或许是从小就知晓自己没有任性的资格,李渊的童年压根就没有这些事。
他识相地保持着安静,等待着沈知霜处理。
沈知霜看了看李渊,非常满意他不干涉自己教孩子的态度。
她故作严肃地看着李谨:“你是否知错?”
“知道……”
“那你说,该如何罚你才好?”
李谨眼睛亮了,没想到娘竟然把惩罚他的权力交到了他自己手上,他连忙道:“十张大字!”
沈知霜微笑着看他,就是不说话。
李谨犹豫了一下:“……二十张大字。”
沈知霜依然保持默然不语。
李谨忍不住挠了挠头,有些委屈地说:“三十张大字,不能再多了,太多我写不出来。”
“好,那就三十张。”
李谨没想到他娘这么痛快地答应了,他苦着脸,小脸皱巴巴的,一时间后悔为什么没说二十一张。
沈知霜笑着摸了摸他的头:“你爹都要走了,写大字的事,等他启程之后再说,你如今要做的便是好好玩。”

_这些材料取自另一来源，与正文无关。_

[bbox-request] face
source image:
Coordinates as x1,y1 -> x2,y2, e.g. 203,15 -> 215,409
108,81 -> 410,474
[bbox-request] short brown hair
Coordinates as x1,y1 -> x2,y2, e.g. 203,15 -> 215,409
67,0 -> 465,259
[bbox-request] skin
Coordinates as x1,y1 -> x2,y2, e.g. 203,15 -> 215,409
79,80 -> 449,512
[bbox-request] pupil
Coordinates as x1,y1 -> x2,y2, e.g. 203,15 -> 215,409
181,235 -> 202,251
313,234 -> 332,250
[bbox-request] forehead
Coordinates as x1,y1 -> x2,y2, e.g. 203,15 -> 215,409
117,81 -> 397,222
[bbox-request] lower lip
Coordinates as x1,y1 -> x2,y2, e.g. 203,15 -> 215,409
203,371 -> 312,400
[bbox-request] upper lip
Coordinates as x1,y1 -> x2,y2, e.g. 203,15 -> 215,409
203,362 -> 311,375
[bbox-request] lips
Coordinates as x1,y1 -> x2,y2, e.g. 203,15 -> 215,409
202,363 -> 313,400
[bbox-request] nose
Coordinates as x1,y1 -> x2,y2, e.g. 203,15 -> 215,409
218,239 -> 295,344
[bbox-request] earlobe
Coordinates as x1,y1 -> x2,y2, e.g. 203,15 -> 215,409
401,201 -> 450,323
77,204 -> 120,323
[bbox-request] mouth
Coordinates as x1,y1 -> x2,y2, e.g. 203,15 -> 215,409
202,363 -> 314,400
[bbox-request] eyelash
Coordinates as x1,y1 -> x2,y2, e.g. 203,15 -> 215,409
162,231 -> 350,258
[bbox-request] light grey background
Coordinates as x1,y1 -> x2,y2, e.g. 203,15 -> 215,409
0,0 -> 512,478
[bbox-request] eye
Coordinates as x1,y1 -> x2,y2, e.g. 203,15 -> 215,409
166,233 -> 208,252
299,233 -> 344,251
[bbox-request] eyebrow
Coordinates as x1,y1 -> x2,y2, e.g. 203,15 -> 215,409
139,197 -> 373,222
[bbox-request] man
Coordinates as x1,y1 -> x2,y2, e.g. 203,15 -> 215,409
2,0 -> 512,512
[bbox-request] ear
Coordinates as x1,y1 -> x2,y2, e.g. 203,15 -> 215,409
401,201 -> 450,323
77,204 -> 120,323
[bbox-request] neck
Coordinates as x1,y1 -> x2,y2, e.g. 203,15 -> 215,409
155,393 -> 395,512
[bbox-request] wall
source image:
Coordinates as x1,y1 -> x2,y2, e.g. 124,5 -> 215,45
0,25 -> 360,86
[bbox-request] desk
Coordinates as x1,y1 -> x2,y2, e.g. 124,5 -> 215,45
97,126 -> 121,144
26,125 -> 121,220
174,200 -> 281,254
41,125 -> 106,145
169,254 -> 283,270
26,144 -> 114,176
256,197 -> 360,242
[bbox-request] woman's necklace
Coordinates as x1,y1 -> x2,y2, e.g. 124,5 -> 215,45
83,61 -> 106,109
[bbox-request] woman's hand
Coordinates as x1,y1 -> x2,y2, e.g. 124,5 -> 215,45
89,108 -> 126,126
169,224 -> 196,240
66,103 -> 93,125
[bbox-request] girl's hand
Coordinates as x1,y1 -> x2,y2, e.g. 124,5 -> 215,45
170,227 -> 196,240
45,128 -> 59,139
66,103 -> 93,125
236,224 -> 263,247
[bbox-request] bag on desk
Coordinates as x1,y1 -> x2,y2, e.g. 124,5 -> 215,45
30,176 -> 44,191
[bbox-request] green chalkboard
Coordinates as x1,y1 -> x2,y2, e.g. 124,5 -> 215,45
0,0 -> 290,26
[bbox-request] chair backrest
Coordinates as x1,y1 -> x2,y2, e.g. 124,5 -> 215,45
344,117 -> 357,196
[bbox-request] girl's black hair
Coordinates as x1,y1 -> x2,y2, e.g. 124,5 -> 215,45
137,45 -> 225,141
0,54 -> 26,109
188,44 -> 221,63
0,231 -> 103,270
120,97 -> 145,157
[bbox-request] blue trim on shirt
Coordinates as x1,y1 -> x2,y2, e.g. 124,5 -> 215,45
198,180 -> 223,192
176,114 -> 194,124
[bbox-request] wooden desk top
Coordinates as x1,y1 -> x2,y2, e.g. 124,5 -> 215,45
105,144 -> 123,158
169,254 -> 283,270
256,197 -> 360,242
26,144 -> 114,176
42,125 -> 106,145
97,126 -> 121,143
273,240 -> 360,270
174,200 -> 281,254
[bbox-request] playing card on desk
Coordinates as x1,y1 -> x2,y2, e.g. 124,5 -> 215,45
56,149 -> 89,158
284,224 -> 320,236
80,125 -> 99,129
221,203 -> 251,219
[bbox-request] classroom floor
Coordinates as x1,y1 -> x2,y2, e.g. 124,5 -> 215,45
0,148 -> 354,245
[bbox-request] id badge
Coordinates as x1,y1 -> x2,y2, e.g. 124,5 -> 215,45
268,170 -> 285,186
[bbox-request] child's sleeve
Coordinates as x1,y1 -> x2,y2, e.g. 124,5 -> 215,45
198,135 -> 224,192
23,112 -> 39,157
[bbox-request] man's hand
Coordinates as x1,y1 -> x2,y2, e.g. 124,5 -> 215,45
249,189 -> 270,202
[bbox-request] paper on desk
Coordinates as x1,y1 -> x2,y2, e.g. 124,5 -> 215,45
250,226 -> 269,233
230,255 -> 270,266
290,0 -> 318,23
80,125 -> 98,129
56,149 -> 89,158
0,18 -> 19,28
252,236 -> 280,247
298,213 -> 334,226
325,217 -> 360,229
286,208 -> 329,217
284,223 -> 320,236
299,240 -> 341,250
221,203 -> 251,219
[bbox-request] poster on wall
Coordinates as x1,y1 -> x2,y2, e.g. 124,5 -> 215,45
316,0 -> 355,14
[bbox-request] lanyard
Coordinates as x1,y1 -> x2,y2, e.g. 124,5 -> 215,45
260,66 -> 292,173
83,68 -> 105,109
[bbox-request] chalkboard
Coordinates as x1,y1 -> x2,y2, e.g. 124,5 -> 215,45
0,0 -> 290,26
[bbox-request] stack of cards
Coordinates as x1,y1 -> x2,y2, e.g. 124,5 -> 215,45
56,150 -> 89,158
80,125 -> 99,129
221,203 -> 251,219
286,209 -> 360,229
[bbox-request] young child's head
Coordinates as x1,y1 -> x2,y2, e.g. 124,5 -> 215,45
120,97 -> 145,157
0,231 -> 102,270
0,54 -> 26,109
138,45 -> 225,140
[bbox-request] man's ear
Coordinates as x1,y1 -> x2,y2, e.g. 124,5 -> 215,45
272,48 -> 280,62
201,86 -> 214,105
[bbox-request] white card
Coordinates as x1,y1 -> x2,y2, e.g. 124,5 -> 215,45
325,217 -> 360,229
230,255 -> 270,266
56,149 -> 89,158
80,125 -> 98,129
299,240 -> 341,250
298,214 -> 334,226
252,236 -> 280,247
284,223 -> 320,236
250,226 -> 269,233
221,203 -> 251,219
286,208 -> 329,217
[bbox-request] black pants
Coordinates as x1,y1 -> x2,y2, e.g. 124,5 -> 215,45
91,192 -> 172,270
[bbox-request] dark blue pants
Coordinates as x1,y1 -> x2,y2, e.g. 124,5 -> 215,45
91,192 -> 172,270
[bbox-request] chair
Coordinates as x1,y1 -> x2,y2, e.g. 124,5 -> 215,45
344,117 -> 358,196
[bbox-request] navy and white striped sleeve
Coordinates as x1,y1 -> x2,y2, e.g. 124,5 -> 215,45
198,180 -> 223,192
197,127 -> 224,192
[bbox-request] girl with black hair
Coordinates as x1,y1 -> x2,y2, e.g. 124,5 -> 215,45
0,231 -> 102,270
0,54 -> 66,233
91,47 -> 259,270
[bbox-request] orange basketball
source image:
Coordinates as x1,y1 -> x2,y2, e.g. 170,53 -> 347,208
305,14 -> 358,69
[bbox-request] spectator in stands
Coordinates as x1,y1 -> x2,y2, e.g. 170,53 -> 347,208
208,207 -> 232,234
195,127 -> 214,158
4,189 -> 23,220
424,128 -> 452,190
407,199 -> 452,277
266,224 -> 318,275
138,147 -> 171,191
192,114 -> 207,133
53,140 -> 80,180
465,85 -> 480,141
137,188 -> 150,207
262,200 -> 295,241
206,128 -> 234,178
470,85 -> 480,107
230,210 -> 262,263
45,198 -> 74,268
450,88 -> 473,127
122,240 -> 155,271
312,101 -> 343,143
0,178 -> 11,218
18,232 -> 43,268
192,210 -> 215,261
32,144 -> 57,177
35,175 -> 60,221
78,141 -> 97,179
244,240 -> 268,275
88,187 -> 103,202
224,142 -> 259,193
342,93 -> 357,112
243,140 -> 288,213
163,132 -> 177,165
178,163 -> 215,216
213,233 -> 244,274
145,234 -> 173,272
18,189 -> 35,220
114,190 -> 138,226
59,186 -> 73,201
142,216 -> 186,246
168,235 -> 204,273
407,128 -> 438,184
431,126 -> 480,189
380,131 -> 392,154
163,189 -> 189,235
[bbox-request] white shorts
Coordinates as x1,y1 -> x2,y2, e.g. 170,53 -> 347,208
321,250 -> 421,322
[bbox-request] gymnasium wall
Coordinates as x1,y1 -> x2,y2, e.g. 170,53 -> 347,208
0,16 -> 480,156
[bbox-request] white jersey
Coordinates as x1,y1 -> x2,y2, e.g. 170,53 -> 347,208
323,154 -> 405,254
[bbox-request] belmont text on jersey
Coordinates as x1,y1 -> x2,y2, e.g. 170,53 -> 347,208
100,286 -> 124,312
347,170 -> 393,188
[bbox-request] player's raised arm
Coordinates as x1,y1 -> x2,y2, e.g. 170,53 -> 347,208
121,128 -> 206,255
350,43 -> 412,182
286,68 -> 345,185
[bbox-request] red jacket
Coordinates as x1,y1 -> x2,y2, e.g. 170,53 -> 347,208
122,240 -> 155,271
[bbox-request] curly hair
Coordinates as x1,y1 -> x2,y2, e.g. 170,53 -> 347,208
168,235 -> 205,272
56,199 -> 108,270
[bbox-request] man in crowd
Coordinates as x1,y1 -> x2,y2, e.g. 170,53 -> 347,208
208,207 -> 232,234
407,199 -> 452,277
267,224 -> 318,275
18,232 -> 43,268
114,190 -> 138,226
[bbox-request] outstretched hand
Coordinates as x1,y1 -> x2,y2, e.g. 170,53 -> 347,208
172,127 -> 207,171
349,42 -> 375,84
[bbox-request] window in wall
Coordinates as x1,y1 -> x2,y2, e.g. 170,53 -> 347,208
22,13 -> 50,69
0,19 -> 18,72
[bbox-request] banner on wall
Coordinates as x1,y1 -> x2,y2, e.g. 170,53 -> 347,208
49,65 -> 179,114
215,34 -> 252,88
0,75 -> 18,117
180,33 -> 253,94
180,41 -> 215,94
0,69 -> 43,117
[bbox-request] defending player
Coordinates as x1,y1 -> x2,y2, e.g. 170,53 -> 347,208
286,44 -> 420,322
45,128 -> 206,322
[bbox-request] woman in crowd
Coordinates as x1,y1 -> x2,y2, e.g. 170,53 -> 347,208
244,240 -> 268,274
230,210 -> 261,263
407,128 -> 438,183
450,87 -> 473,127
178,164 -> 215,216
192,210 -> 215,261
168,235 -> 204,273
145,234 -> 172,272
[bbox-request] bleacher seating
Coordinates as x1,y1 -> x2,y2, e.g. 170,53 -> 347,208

几乎是一瞬间,李谨的眼睛骤然亮了,他使劲点头:“好!”
李渊还没反应过来,就听到背上的儿子大声在他的耳边喊:“爹,咱们要玩什么!”
……耳朵都要被他震聋了。
李渊心里提醒自己,不能嫌弃,这是他未来的太子,是他和沈知霜的长子。
“走吧。”
背着儿子,李渊打开了库房,取出了一些竹条。
沈知霜牵着儿子看着李渊,一时间都不知道他要干什么。
李渊看着自己的妻儿:“做过风筝么?”
母子两个人齐齐摇头。
李谨非常兴奋:“爹,你要给我做风筝?”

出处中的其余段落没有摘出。